The Book of Samuel, to which Tamar makes references, contains a theme of corruption, which Jeffers' applied to his view of contemporary Western civilization. Central to his critique was the destruction during World War I; Jeffers thought a civilization where that scale of death and mobilization was possible must be weak. The theme of war is brought up in the poem when Lee desires to leave the destruction at his home and enlist in the army, establishing a connection between private and public violence.

According to Horace Gregory, Tamar is in parts reminiscent of "a Calvinist sermon" and shows influences from Friedrich Nietzsche and Sophocles.
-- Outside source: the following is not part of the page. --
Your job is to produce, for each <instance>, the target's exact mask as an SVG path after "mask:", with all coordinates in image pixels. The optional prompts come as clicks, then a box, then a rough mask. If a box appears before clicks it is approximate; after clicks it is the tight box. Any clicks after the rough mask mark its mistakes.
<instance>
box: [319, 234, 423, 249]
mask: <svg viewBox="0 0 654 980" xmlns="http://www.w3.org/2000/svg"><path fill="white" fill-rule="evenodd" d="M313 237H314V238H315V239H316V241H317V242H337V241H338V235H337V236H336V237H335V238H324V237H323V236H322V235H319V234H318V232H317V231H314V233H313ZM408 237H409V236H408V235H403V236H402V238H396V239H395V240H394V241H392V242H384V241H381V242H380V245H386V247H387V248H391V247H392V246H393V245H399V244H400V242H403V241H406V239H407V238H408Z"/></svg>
The Tamar character has a theme of longing to never have been born. At one point, Tamar expresses a line of thought from Marquis de Sade's Justine, about the necessity to purge the goodness in oneself, and her relationship with her brother ends with a scene where he whips her. According to Gregory, the annihilation by fire at the end of the story recalls both the Christian conception of Hell and Roman funeral pyres.

==Publication history==
Tamar first appeared in Jeffers' poetry collection Tamar and Other Poems, self-published on April 30, 1924, through the printer Peter Boyle. The year after it appeared in the collection Roan Stallion, Tamar and Other Poems, which was published by Boni & Liveright and republished in 1935 by Random House Modern Library. The poem is included in Random House's The Selected Poetry of Robinson Jeffers from 1938 and volume one of Stanford University Press' The Collected Poetry of Robinson Jeffers from 1988.

==Reception==
Gregory wrote in 1961 that "Tamar, beneath the surface of a swiftly moving plot, has a richness of detail that rivals the complex fabric of Elizabethan dramatic verse" and placed it "among the major accomplishments in twentieth-century poetry".